Chicago's Greatest Neighborhoods
Chicago's Greatest Neighborhoods
- Bucktown As recent as a decade ago, Bucktown had been known as a haven for the artsy set. In the past ten years however, the neighborhood has really grown in popularity and the landscape has changed significantly.
- Edgewater Scandinavian culture , has played a large part in how this area has defined itself. This is evidenced by the several shops promoting their customs and cuisine in the neighborhood - many of which can be found on one of its major thoroughfares, Clark Street in Andersonville.
- Gold Coast Bounded by the Lake to the east, Chicago Avenue to the south, LaSalle Street to the west and North Avenue to the north, this neighborhood has (and likely continue to) enjoyed a reputation of money and respect. It's proximity to the heart of downtown Chicago is tough to beat.
- Lakeview Aptly named for its location next to the lake, Lakeview benefits from a premier location in Chicago's landscape.
- Lincoln Park The real estate in Lincoln Park has seen phenomenal appreciation over the years. All types of housing - from condos to townhouses to single-family homes - have remained immensely attractive to the throngs of homebuyers who continue to purchase here.

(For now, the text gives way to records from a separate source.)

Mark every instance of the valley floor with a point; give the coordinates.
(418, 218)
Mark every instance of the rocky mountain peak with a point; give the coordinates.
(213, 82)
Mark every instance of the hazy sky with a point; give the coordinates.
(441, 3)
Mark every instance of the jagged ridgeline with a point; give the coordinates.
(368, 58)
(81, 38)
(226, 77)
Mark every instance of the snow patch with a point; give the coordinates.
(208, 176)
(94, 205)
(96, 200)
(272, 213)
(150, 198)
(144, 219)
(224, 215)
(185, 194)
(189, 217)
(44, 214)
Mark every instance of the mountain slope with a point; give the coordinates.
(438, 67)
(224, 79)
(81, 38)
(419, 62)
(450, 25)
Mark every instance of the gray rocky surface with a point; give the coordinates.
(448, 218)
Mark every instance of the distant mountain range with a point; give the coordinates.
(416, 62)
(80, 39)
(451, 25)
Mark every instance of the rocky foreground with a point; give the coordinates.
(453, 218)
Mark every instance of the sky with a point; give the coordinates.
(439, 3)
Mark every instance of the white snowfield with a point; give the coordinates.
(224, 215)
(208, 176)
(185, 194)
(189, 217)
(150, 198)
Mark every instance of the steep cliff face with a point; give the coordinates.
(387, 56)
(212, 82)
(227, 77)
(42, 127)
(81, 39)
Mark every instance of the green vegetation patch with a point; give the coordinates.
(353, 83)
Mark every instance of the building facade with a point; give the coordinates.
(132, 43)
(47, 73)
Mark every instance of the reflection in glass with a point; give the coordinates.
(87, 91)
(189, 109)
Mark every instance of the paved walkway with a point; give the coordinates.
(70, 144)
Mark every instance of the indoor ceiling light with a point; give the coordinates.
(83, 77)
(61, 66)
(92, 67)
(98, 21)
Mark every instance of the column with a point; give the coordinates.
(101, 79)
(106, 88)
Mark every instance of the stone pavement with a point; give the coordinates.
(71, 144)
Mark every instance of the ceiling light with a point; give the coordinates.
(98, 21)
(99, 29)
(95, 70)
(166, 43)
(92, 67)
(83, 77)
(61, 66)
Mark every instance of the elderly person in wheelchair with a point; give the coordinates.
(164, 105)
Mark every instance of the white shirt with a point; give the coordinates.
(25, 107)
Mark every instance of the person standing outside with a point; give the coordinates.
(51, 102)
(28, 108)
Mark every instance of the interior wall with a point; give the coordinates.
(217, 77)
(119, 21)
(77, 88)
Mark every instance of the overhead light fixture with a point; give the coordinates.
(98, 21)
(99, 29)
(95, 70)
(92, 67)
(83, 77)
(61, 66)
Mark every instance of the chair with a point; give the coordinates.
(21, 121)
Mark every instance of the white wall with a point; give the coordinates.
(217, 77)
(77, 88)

- Logan Square This area has a very European feel to it. The most dramatic example of this is the wide boulevards that run the heart of the neighborhood (the largest of which is the main street - Logan Boulevard). In the center of Logan Square, from which the area gets its name, is a marble column that marks the celebration of the statehood of Illinois in 1818.
- Loop The term "The Loop" comes from the actual loop that is made by the elevated train (the "el"). As the "el" winds its way around downtown, it follows the tracks surrounding the loop: Franklin Street to the west, Lake Street to the north, Wabash Avenue to the east and Van Buren to the south.

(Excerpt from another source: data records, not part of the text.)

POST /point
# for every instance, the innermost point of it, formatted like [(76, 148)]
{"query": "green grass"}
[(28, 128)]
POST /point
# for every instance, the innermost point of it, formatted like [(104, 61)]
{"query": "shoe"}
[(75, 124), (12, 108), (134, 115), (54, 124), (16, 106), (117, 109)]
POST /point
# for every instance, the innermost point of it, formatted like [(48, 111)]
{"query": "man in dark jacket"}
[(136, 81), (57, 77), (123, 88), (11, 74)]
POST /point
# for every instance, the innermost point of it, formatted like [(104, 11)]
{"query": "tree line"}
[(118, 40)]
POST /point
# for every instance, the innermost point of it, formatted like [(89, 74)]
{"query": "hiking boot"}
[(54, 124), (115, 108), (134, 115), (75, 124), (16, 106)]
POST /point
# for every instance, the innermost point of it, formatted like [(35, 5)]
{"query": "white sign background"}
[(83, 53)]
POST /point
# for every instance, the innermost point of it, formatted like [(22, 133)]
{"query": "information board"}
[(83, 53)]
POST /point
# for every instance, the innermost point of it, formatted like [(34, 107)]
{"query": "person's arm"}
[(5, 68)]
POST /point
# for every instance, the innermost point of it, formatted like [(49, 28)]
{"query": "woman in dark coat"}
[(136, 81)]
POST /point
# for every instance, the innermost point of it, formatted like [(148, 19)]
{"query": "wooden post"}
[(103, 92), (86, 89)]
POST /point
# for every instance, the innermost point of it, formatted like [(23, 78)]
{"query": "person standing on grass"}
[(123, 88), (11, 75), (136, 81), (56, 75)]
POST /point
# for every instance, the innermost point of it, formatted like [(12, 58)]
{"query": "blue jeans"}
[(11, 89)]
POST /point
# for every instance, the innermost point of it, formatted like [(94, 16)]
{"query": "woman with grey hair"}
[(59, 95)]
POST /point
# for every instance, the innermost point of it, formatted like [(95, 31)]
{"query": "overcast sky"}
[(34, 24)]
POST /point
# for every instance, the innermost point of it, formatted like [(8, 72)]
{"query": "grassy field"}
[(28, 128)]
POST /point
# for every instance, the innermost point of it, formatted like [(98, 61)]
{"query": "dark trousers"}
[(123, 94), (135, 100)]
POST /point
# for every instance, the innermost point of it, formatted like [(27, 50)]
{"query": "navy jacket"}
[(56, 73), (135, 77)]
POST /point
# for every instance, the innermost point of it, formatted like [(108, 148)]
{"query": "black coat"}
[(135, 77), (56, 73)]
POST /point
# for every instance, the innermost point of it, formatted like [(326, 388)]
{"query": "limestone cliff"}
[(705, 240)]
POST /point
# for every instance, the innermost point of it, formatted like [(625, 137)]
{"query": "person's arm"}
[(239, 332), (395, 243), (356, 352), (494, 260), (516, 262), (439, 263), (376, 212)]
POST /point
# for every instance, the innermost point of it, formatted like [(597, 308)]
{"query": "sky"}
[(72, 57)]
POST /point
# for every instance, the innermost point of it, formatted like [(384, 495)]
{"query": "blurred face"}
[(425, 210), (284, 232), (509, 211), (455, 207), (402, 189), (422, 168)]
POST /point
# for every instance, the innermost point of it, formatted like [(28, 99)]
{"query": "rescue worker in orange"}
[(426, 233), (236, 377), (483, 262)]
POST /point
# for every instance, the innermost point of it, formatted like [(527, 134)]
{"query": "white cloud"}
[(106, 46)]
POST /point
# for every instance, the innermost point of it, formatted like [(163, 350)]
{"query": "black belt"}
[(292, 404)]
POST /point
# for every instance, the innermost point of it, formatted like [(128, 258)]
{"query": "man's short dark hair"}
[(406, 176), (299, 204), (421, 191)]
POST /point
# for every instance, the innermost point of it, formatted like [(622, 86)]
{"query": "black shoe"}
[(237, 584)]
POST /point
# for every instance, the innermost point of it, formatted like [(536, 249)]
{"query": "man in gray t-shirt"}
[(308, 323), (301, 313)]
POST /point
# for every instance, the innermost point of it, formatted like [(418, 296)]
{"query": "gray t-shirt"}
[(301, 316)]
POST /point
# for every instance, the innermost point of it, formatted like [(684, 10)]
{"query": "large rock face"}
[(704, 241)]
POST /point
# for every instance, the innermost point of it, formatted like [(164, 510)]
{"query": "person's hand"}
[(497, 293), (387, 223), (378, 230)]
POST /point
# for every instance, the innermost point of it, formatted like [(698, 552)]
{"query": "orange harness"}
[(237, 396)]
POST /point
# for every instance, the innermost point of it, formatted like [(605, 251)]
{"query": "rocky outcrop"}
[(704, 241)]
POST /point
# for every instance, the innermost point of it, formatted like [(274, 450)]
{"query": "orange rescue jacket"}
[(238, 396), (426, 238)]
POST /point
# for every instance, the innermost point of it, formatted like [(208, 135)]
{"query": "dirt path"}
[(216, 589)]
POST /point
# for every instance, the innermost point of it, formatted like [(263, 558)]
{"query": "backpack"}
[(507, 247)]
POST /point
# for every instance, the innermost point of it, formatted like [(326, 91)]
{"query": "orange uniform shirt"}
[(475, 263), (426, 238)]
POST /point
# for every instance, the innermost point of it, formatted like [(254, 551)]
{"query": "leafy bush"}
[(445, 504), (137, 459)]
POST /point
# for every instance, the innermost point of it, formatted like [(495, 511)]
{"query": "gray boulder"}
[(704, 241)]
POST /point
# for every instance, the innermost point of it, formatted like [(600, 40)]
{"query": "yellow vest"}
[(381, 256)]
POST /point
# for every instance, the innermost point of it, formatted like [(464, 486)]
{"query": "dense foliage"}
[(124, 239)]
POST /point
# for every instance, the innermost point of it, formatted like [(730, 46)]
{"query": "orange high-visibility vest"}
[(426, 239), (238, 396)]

- Old Town Old Town is well known these days for its eateries, stores and nightlife. Although it shares a border with the Gold Coast, the feel of Old Town is more relaxed and easy going. The main thoroughfare, Wells Street between Division Street and North Avenue is home to just about everything.

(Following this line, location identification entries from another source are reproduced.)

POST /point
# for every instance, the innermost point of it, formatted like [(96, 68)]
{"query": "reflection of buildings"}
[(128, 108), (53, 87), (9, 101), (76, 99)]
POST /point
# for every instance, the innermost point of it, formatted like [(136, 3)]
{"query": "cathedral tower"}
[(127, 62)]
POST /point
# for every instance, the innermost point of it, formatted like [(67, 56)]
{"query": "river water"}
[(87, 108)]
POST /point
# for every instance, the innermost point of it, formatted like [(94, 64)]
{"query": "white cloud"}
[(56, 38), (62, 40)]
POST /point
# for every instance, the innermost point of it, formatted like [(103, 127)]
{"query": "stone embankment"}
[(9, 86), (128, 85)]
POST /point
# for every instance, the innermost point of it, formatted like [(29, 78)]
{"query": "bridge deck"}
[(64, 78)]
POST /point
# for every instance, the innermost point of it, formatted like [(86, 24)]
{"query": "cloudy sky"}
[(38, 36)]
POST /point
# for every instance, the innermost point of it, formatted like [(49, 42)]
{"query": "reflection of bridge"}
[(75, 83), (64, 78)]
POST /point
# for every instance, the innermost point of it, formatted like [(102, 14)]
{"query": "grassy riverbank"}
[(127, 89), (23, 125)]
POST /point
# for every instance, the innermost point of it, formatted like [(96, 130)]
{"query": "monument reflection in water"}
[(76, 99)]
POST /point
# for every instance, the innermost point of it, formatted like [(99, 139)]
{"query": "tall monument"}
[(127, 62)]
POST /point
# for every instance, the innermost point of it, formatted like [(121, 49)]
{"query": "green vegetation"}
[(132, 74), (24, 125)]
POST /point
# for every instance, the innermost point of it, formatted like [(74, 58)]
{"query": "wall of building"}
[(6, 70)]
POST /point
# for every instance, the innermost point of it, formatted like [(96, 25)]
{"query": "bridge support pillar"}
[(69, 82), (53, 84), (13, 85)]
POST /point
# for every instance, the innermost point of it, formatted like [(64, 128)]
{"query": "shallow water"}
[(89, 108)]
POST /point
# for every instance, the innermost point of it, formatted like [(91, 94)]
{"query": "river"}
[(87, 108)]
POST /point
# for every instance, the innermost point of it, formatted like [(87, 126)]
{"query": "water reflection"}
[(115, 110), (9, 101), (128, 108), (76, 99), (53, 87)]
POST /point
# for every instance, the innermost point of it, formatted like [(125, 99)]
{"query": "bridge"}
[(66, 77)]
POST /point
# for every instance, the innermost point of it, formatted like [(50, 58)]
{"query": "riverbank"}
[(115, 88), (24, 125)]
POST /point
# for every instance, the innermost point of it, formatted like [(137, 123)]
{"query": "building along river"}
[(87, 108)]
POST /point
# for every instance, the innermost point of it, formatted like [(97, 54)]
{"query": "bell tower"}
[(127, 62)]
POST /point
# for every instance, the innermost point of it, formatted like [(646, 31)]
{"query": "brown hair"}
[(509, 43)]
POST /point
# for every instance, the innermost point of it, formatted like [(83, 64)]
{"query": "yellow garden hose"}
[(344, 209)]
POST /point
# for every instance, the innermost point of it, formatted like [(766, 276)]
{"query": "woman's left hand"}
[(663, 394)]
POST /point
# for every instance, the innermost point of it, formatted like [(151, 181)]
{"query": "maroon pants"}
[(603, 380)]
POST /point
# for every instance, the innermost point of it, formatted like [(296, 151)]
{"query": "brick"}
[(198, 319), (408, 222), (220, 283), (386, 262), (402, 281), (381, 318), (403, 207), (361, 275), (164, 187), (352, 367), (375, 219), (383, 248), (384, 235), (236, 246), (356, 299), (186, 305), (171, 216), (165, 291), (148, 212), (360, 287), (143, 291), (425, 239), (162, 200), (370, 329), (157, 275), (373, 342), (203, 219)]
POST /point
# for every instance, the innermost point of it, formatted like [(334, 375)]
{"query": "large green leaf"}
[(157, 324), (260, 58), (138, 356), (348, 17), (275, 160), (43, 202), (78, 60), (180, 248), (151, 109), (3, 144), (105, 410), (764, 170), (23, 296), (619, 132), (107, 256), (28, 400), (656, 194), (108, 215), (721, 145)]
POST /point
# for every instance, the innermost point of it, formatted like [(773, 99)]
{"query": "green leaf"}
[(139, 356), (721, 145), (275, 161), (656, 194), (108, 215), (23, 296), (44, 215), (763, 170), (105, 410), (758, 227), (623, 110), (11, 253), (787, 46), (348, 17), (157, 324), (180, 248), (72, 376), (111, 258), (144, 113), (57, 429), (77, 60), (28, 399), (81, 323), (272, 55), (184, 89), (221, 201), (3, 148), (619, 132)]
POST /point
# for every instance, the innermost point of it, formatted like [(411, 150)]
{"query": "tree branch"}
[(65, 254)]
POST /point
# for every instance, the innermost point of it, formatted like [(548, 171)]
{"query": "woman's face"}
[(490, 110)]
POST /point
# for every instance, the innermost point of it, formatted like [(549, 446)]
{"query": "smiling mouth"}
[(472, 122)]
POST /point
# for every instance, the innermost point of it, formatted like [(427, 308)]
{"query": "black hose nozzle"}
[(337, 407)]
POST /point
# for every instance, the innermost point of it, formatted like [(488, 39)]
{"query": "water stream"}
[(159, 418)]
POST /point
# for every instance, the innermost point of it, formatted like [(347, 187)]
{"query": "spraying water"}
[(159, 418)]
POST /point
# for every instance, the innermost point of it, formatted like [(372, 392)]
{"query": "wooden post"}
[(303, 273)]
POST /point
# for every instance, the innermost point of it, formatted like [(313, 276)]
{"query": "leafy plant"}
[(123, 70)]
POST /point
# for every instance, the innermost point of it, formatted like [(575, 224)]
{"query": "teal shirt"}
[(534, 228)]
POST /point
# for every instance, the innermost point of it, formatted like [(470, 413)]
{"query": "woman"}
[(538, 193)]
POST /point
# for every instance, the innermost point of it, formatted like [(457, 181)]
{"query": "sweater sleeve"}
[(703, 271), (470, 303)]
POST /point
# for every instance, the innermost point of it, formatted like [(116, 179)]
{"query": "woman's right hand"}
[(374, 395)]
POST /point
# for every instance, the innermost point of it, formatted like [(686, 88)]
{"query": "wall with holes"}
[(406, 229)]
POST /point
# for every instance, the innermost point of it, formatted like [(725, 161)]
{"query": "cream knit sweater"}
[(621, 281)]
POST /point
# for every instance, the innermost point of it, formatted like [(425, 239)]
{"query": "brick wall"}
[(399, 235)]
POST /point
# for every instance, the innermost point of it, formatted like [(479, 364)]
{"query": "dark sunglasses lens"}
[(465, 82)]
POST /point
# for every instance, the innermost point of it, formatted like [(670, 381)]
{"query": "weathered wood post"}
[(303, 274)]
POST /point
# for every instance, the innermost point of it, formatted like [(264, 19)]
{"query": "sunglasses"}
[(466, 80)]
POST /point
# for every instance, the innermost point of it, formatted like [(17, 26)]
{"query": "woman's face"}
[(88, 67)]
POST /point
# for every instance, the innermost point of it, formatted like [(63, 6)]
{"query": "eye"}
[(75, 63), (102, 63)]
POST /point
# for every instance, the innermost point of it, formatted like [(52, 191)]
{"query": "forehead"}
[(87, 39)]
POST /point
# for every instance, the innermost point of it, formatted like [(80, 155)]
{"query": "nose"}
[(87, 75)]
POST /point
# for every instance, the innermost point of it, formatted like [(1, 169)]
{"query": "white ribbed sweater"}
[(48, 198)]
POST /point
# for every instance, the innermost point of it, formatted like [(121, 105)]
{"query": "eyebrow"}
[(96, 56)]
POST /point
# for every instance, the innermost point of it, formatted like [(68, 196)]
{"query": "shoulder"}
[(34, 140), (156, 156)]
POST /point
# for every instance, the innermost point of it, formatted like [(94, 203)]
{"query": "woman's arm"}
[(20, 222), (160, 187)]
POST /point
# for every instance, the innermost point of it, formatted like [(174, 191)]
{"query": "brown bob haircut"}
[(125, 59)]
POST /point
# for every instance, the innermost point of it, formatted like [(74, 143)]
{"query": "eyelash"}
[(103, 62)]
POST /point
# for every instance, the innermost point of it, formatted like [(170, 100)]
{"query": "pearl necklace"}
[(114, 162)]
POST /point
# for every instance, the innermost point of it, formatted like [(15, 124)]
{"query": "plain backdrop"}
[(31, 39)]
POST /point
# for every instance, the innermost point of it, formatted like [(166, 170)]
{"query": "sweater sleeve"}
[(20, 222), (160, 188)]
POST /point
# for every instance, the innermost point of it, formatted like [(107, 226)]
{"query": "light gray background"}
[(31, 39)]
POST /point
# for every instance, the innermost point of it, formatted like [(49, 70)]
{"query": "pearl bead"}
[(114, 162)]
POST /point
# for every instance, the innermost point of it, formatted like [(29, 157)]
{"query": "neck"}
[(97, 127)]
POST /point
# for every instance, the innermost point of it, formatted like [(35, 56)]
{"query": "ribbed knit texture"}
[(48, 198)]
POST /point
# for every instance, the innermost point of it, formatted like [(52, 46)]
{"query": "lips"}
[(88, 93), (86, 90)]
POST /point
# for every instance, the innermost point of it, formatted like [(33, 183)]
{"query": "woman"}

- River NorthRestaurants, bars, and hotels can be found everywhere here. Bounded by Chicago Avenue to the north, Lake Michigan to the east, the Chicago River (not surprisingly) to the south and west, this area has a premier location, and it shows. Many of Chicago's most popular restaurants are in River North, running the gamut in every conceivable size, shape and flavor.
- Rogers ParkRogers Park is the northernmost neighborhood in the city of Chicago bordering with the town of Evanston, and it is the only place that has direct access to Lake Michigan from it's streets. The remaining borders are Western Avenue to the west, Devon Avenue to the south, and of course Lake Michigan to the east. It covers enough ground to actually be divided into two neighborhoods: East Rogers Park and West Rogers Park.
- Roscoe VillageOnce a sleepy area to the west of Lakeview has blossomed into a very desirable neighborhood. The area has easy access to downtown by way of "the el", buses, and is not far from the major highway running through the city, the Kennedy Expressway.
- South LoopThe original residential area in south loop was an area known as "Printer's Row", a small pocket just south of the Loop covering about nine square blocks (Congress Expressway to the north, Michigan Avenue to the east, Roosevelt Street to the south and Financial Plaza to the west). This area was the first to be rehabbed in the area, starting in the early 1980's.
- St. Ben'sThis is a small , quiet, quaint area made up mainly of single-family homes and brick two flats. The wide tree-lined streets and welcoming parks make this an attractive place for many to move to. The "el" makes the trip downtown a quick one.
- Ukrainian VillageThis neighborhood gets its name from many of the residents that have lived here for well over a century. It is well know for its beautiful tree-lined streets, ethnic restaurants, and large number of churches. Located less than two miles north west of downtown, it's an easy commute by bus or car. While not directly serviced by the "el", the blue line runs close by.
- UptownThis neighborhood has run the full spectrum during the past century. In the late 1800's until the Great Depression, Uptown as known as an expensive playground for those could afford the area. Mainly, the inhabitants were people living in downtown Chicago who would spend their weekends relaxing by the Lake or shopping in one of the many ritzy department stores that operated here.
- Wicker ParkThe artsy folks that once inhabited Bucktown have emigrated south, and many have planted roots in this funky enclave. Wicker Park, after which the neighborhood gets its name, is just south of the northern border of North Avenue, located on Damen Avenue.
- WrigleyvilleNot surprisingly , this neighborhood gets its name from the home of Chicago's North Side professional baseball team, the Chicago Cubs. Located at the corner of Clark and Addison streets, Wrigley Field is the centerpiece of this vibrant area, a neighborhood located within the boundaries of Lakeview.